Visualization notes: Setosa is nicely separated as it's own cluster, but versicolor and virginica are combined as one cluster.

In [None]:
iris_clustering(DBSCAN, iris_PCA, iris_target, eps = 0.48, min_samples = 5)

Visualization notes: Setosa is nicely separated as it's own cluster, but versicolor and virginica are combined as one cluster.

Results:

DBScan on the original Iris data frame did not perform very well: it only detected 2 clusters and had a V-measure of 0.73.  

In this case, PCA appears to have not diminished nor improved the results, as the results for the PCA data frame were the same as the results for the original Iris data frame.

## Mean Shift

Mean shift clustering aims to discover “blobs” in a smooth density of samples. It is a centroid-based algorithm, which works by updating candidates for centroids to be the mean of the points within a given region.

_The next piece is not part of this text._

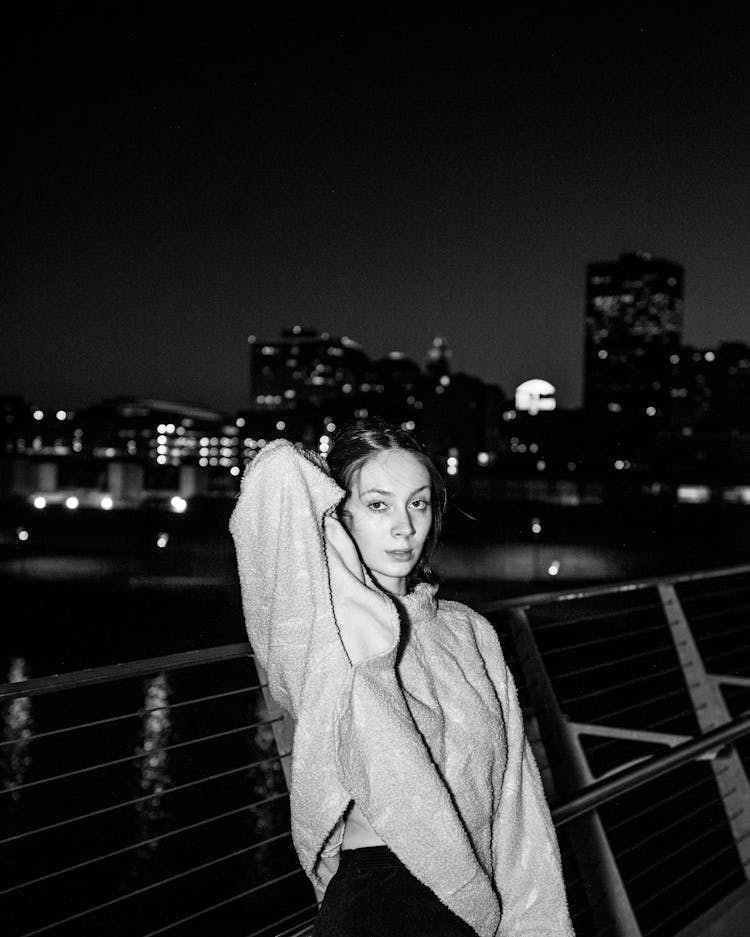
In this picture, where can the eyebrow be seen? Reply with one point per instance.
(385, 491)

These candidates are then filtered in a post-processing stage to eliminate near-duplicates to form the final set of centroids.

n_jobs is the number of jobs to use for the computation. This works by computing each of the n_init runs in parallel. -1 means using all processors. 

In [None]:
iris_clustering(MeanShift, iris_features, iris_target, n_jobs=-1)

Visualization notes: Setosa is nicely separated as it's own cluster, but versicolor and virginica are combined as one cluster.

In [None]:
iris_clustering(MeanShift, iris_PCA, iris_target, n_jobs=-1)

Visualization notes: Setosa is all clustered together but this cluster also contains some versicolor.  The remaining versicolor are combined in one cluster with virginica.

Results:

Mean Shift on the original Iris data frame did not perform very well: it only detected 2 clusters and had a V-measure of 0.73. Note that these results are the same as the DBScan on the original Iris data frame. 

In this case, PCA appears to have diminished the results.  It too, detected only 2 clusters but it's V-measure of 0.61 reflects the fact that six of the Versicolor are not in the same cluster as the other Versicolor records.

## Conclusions: 

To evaluate the various techniques, on both the original Iris data frame and on the corresponding PCA data frame, we will use the V-measure.  This measure combines the concept of completeness (all members of a target class are in the same cluster) and homogeneity (each cluster contains only members of one target class).

The results of our analysis are:

Method         | Data Frame | V-Measure
:-----         | :----      | :-----
KMeans         | Iris       | 0.90
Kmeans         | PCA        | 0.66
Agglomerative  | Iris       | 0.86
Agglomerative  | PCA        | 0.68
DBScan         | Iris       | 0.73
DBScan         | PCA        | 0.73
MeanShift      | Iris       | 0.73
MeanShift      | PCA        | 0.61

For the clustering techniques and data set used in this analysis:

* The technique that performed the best was Kmeans on the original Iris data frame.
* The technique that performed the worst was MeanShift on the PCA data frame.

Also, for this data set and using 3 principal components in our PCA data frame, PCA appears to be at best neutral (in DBScan) and at worst to have a detrimental effect on our clustering results.